Anonymous 0 Comments

Some prokaryotes did develop organelles, but by doing so stopped being what we would label prokaryotes. But not all prokaryotes did, of course. Yes, there is a niche for simpler organisms. For example, cell division can be much faster than for more complex organisms. The fastest known division time in yeast (which was achieved by artificial selection) is about 5 times longer than the fastest known for for bacteria.

Anonymous 0 Comments

In the most general terms, there is always a benefit to being more simple in that every thing that an organism makes costs energy.

Prokaryotes are unicellular but all eukaryotes aren’t multicellular.

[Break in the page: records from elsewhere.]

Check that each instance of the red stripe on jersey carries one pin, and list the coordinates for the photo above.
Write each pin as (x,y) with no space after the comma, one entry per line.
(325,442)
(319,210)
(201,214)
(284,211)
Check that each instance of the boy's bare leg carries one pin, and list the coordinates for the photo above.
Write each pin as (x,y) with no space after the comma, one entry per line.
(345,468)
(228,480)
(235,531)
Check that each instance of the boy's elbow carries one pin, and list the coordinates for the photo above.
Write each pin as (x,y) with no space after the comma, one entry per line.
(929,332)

Setting aside if viruses are alive, all life is divided into two groups prokarya and eukarya. Prokaryotes are single celled organisms that have no nucleus, no membrane bound organelles and are much smaller than eukaryotes(less than a tenth of the size on average.) Prokaryotes are bacteria and archea. Most people are familiar with bacteria, archea are organisms that are like bacteria but just as distantly related to bacteria as eukaryotes are. So eukaryotes can be both unicellular and multicellular. Yeast are single celled fungi for example.

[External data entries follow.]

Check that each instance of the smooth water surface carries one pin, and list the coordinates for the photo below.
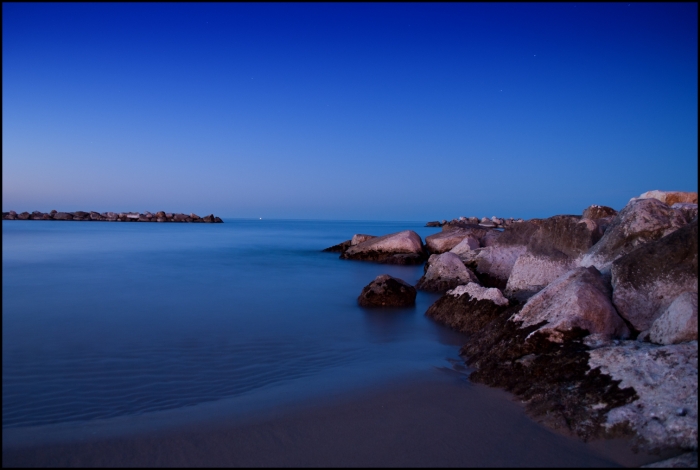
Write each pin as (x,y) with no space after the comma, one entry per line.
(108,319)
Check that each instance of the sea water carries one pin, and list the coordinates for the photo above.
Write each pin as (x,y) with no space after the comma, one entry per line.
(110,319)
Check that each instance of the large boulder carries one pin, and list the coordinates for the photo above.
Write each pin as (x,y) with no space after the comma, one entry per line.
(646,280)
(689,211)
(598,212)
(670,197)
(639,222)
(468,308)
(555,248)
(442,242)
(387,291)
(679,322)
(665,379)
(404,247)
(443,272)
(579,298)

https://en.wikipedia.org/wiki/Symbiogenesis

Above is a link explaining endosymbiosis which is the theory that organelles came from a cell engulfing another cell but then not digesting it. Basically, organelles were once free living organisms. Chloroplasts (organelle for photosynthesis) were once cyanobacteria.

It might be the case that organelles allow for multicellularity. All eukaryotes have mitochondria (one of those organelles). Mitochondria is where the vast majority of ATP (energy storage molecule of cells) is produced.

Anonymous 0 Comments

Firstly, there are lots of unicellular organisms that do have organelles, as there is a broad diversity of unicellular eukaryotes (probably over 95% of eukaryotic diversity is unicellular).

The most simple answer to why prokaryotes don’t have organelles is that prokaryotes by chance have not evolved the machinery to generate and maintain organelles.

One particular organelle of note, the mitochondrion, was acquired in a single event where a primitive cell engulfed a particular prokaryote and enslaved it, and the engulfed prokaryote was passed down to all of the descendants of that original cell, eventually evolving into the current mitochondrion. All descendants from that event are eukaryotes.

To answer the last part of your question, some would argue that prokaryotes, lacking a mitochondrion, do not generate as much energy as eukaryotes, so they can’t meet the energy needs to maintain organelles, although this is controversial.